The sources said the Indian Army has also moved ahead its counter-terrorism Rashtriya Rifles Uniform Force formation in the Ladakh theatre to bolster the 14 Corps there. The Indian Army has also been maintaining forward deployment to counter any threat there, the sources said. The Indian Army is also keeping the passes open near the LAC to ensure that troops can be moved forward in a quick manner if required.
The Defence Ministry in its year-end review recently stated that the unilateral and provocative actions by the Chinese to change the status quo by force, in more than one area on the LAC, have been responded to in adequate measure. To resolve the issue, the militaries of the two countries have been engaged in dialogue at various levels.
After sustained joint efforts, disengagement was carried out at many locations.

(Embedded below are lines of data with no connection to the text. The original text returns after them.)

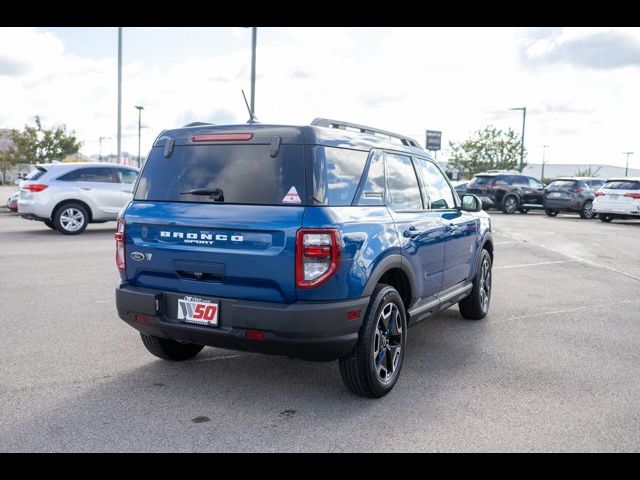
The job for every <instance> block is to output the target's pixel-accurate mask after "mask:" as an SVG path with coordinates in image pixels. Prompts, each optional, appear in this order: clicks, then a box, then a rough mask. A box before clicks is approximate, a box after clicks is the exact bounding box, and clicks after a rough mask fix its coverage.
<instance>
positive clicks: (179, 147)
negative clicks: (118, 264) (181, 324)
mask: <svg viewBox="0 0 640 480" xmlns="http://www.w3.org/2000/svg"><path fill="white" fill-rule="evenodd" d="M278 152H279V153H277V154H276V155H275V156H272V155H273V151H272V150H271V149H270V147H269V145H262V144H230V143H224V144H220V145H215V144H205V145H180V146H175V149H174V150H173V152H172V153H171V154H170V155H169V156H168V157H165V154H164V153H163V148H162V147H161V146H157V147H154V148H153V149H152V151H151V154H150V155H149V159H148V160H147V162H146V164H145V167H144V170H143V171H142V173H141V176H140V180H139V182H138V184H137V187H136V191H135V194H134V200H133V202H132V203H131V205H130V206H129V207H128V209H127V211H126V216H125V220H126V235H125V237H126V242H127V243H126V248H127V267H126V276H127V279H128V281H129V282H130V283H131V284H133V285H137V286H142V287H150V288H156V289H161V290H167V291H174V292H182V293H187V294H198V295H209V296H214V297H223V298H243V299H247V300H259V301H273V302H293V301H295V299H296V293H295V291H296V289H295V239H296V232H297V230H298V229H299V228H300V227H301V225H302V217H303V213H304V209H305V207H304V205H305V202H306V197H305V195H306V191H305V165H304V157H303V146H302V145H282V146H280V148H279V150H278ZM134 252H137V254H136V255H135V257H136V258H137V259H138V261H133V259H132V255H133V254H134Z"/></svg>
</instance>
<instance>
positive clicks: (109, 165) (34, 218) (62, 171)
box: [18, 163, 139, 235]
mask: <svg viewBox="0 0 640 480" xmlns="http://www.w3.org/2000/svg"><path fill="white" fill-rule="evenodd" d="M138 173H139V171H138V169H137V168H134V167H128V166H125V165H117V164H110V163H47V164H41V165H37V166H36V167H35V169H34V170H33V171H31V172H30V173H29V175H28V176H27V179H26V181H25V182H24V184H23V185H22V188H21V189H20V196H19V198H18V214H19V215H20V216H21V217H23V218H26V219H29V220H39V221H42V222H44V224H45V225H46V226H47V227H49V228H52V229H55V230H58V231H59V232H60V233H64V234H65V235H77V234H79V233H82V232H83V231H84V230H85V228H87V225H88V224H89V223H101V222H108V221H110V220H115V219H116V217H117V215H118V212H119V211H120V209H121V208H122V207H123V206H124V205H125V204H126V203H127V202H128V201H129V200H131V194H132V192H133V186H134V183H135V182H136V180H137V178H138Z"/></svg>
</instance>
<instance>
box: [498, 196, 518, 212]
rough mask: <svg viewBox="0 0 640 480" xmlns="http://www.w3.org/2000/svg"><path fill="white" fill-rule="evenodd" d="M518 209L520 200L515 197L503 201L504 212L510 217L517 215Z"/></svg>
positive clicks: (514, 196) (502, 200)
mask: <svg viewBox="0 0 640 480" xmlns="http://www.w3.org/2000/svg"><path fill="white" fill-rule="evenodd" d="M517 209H518V198H517V197H516V196H515V195H507V196H506V197H504V200H502V211H503V212H504V213H506V214H508V215H511V214H512V213H515V211H516V210H517Z"/></svg>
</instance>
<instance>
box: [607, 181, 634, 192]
mask: <svg viewBox="0 0 640 480" xmlns="http://www.w3.org/2000/svg"><path fill="white" fill-rule="evenodd" d="M602 188H607V189H611V190H640V182H634V181H633V180H614V181H613V182H607V183H606V184H605V186H604V187H602Z"/></svg>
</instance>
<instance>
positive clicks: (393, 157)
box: [386, 153, 422, 211]
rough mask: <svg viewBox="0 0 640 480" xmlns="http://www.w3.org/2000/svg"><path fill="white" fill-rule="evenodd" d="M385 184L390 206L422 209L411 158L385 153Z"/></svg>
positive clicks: (407, 208)
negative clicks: (386, 161) (387, 188)
mask: <svg viewBox="0 0 640 480" xmlns="http://www.w3.org/2000/svg"><path fill="white" fill-rule="evenodd" d="M386 158H387V185H388V187H389V200H390V202H391V207H392V208H393V209H394V210H396V211H403V210H422V198H421V197H420V187H419V186H418V179H417V178H416V172H415V170H414V169H413V165H412V163H411V158H409V157H405V156H404V155H396V154H393V153H387V154H386Z"/></svg>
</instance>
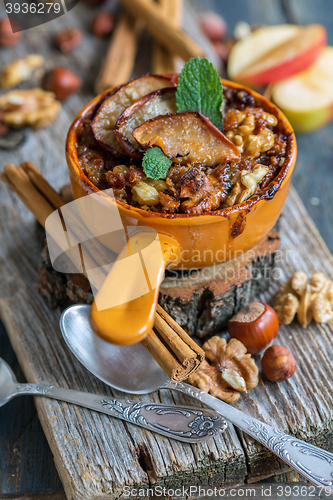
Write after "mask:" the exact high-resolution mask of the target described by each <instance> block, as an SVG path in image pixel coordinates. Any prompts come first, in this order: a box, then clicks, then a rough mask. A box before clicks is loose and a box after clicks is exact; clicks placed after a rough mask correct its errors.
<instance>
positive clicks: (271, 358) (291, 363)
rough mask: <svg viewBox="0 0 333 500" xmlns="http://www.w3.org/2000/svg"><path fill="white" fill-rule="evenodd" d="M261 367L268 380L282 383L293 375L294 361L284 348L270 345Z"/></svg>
mask: <svg viewBox="0 0 333 500" xmlns="http://www.w3.org/2000/svg"><path fill="white" fill-rule="evenodd" d="M261 366H262V369H263V372H264V374H265V375H266V377H267V378H268V380H270V381H271V382H282V381H283V380H287V378H289V377H291V376H292V375H294V373H295V370H296V360H295V358H294V355H293V354H292V353H291V352H290V351H289V349H287V348H286V347H283V346H280V345H272V346H271V347H269V348H268V349H267V351H266V352H265V354H264V355H263V357H262V360H261Z"/></svg>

Force levels in areas where disengagement has yet to take place have been adequately enhanced. Threat assessment and internal deliberations have resulted in reorganisation and realignment of forces in keeping with the Army’s mandate of ensuring territorial integrity and to counter the major augmentation of China’s People’s Liberation Army (PLA) forces and military infrastructure.
Troops continue to deal with Chinese troops in a firm, resolute and peaceful manner while ensuring the sanctity of India’s claims.
Upgradation and development of infrastructure along the Northern Borders are being carried out in a holistic and comprehensive manner, including roads, tunnels for all-weather connectivity, four strategic railway lines, additional bridges across the Brahmaputra, upgradation of bridges on critical Indo-China border roads and storage for supplies, fuel and ammunition. Major efforts have also been undertaken to identify dual-use infrastructure.